La Gamba Fabiola, Jacobs Tom, Geys Helena, Ver Donck Luc, Faes Christel
Janssen Research & Development, Turnhoutseweg 30, Beerse, B-2340, Belgium.
I-BioStat, Hasselt University, Agoralaan building D, Diepenbeek, B-3590, Belgium.
Pharm Stat. 2018 Nov;17(6):674-684. doi: 10.1002/pst.1887. Epub 2018 Jul 19.

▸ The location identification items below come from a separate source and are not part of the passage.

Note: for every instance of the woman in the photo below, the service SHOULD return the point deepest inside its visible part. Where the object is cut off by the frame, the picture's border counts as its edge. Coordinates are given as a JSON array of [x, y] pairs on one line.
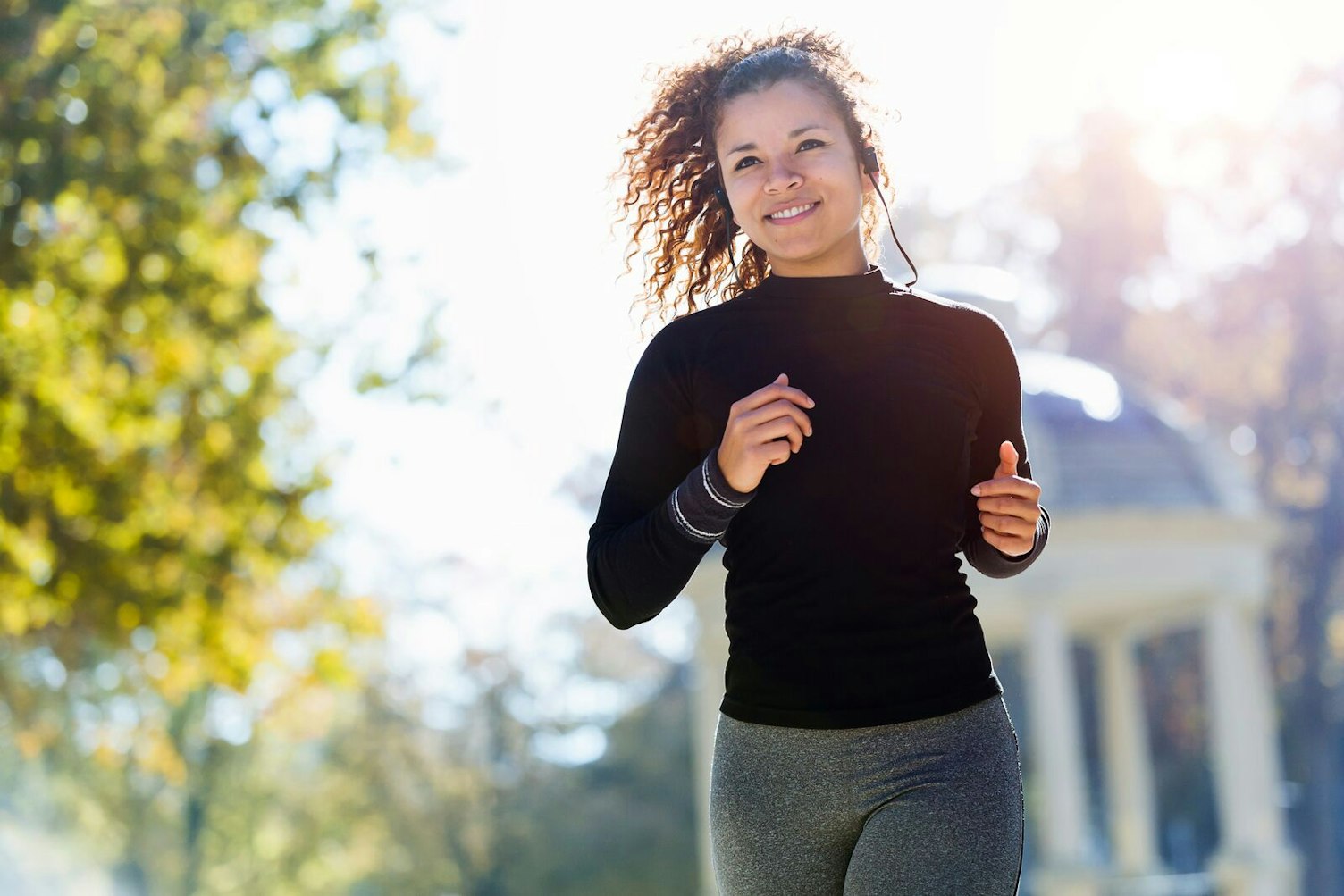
[[844, 438]]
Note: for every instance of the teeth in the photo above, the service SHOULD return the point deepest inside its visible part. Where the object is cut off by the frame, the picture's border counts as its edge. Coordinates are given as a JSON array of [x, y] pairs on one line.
[[791, 213]]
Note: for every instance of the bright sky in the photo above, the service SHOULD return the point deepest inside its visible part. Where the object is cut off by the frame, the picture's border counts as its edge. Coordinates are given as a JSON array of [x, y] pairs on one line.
[[456, 507]]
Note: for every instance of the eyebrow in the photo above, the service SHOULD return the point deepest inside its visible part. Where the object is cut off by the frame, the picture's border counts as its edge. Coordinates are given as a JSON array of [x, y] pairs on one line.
[[792, 135]]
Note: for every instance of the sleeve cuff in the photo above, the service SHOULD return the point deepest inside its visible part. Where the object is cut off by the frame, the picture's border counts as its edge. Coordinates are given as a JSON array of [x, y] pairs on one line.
[[1037, 541], [703, 504]]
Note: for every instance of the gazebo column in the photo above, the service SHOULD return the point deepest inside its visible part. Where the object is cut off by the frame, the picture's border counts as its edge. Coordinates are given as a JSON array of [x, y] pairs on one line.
[[1066, 867], [1128, 759], [1253, 858]]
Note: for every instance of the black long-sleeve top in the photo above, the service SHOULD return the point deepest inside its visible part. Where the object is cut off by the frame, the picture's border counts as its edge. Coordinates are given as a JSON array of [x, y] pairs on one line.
[[845, 603]]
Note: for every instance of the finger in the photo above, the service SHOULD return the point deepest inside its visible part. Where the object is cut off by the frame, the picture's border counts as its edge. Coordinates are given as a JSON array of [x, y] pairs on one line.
[[1011, 485], [780, 410], [775, 391], [1008, 544], [1008, 525], [783, 427], [1007, 460]]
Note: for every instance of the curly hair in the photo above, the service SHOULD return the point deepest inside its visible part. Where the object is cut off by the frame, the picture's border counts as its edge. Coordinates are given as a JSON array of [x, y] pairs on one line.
[[672, 164]]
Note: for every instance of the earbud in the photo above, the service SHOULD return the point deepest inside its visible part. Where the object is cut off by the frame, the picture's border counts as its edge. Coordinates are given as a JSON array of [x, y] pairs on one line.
[[869, 160], [723, 199]]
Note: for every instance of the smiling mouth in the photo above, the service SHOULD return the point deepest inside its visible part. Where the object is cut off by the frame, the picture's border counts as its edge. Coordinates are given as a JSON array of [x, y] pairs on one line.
[[794, 211]]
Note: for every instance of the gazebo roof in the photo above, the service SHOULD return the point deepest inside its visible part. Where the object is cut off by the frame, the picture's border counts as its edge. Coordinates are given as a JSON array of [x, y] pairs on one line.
[[1106, 449]]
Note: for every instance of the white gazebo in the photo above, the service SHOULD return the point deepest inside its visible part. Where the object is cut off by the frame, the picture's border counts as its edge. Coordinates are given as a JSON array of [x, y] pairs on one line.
[[1154, 528]]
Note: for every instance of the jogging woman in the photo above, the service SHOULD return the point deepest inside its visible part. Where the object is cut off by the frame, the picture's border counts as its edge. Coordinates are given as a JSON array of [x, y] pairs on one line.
[[844, 437]]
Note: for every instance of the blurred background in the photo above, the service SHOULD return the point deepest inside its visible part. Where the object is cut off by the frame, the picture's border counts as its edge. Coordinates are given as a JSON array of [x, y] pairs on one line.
[[314, 339]]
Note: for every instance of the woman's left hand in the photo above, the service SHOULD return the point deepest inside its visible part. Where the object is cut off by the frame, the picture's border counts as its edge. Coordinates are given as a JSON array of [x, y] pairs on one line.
[[1010, 506]]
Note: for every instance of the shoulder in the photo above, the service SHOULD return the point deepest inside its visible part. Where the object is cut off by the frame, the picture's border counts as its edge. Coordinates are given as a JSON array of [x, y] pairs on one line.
[[970, 320], [685, 336]]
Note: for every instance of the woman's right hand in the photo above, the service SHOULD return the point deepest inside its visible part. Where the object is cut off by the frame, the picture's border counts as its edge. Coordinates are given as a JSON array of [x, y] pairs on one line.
[[764, 429]]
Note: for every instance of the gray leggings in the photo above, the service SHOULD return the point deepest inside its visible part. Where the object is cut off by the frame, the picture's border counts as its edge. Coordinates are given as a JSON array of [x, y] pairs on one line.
[[924, 808]]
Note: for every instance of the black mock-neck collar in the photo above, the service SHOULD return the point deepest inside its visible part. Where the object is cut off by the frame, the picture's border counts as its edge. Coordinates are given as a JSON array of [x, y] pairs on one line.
[[869, 282]]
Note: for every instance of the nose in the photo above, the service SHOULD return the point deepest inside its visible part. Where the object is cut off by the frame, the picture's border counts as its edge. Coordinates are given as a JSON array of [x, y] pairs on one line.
[[781, 176]]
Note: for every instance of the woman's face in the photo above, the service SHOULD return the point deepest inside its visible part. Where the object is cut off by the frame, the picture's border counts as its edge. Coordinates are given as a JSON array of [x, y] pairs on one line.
[[785, 148]]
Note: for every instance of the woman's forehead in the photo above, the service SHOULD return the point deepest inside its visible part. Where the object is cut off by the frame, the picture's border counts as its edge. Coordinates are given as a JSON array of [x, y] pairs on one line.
[[783, 109]]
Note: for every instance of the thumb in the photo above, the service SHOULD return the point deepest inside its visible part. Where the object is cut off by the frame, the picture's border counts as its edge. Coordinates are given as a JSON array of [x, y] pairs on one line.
[[1007, 460]]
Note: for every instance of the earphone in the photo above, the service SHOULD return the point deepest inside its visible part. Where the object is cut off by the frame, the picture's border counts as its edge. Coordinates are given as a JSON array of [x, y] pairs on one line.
[[869, 167]]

Coadministration of 2 or more compounds can alter both the pharmacokinetics and pharmacodynamics of individual compounds. While experiments on pharmacodynamic drug-drug interactions are usually performed in an in vitro setting, this experiment focuses on an in vivo setting. The change over time of a safety biomarker is modeled using an indirect response model, in which the virtual pharmacokinetic profile of one compound drives the effect of the other. Several experiments at different dose level combinations were performed sequentially. While a traditional frequentist analysis consists of estimating the model parameters based on all the data simultaneously, in this work, we consider a Bayesian inference framework allowing to incorporate the results from a historical dose-response experiment.
两种或更多化合物的共同给药可能会改变各个化合物的药代动力学和药效学。虽然药效学药物-药物相互作用的实验通常在体外环境中进行,但本实验聚焦于体内环境。使用间接响应模型对安全生物标志物随时间的变化进行建模,其中一种化合物的虚拟药代动力学概况驱动另一种化合物的效应。依次进行了不同剂量水平组合的多个实验。传统的频率论分析是基于所有数据同时估计模型参数,而在本研究中,我们考虑一个贝叶斯推理框架,该框架允许纳入历史剂量-反应实验的结果。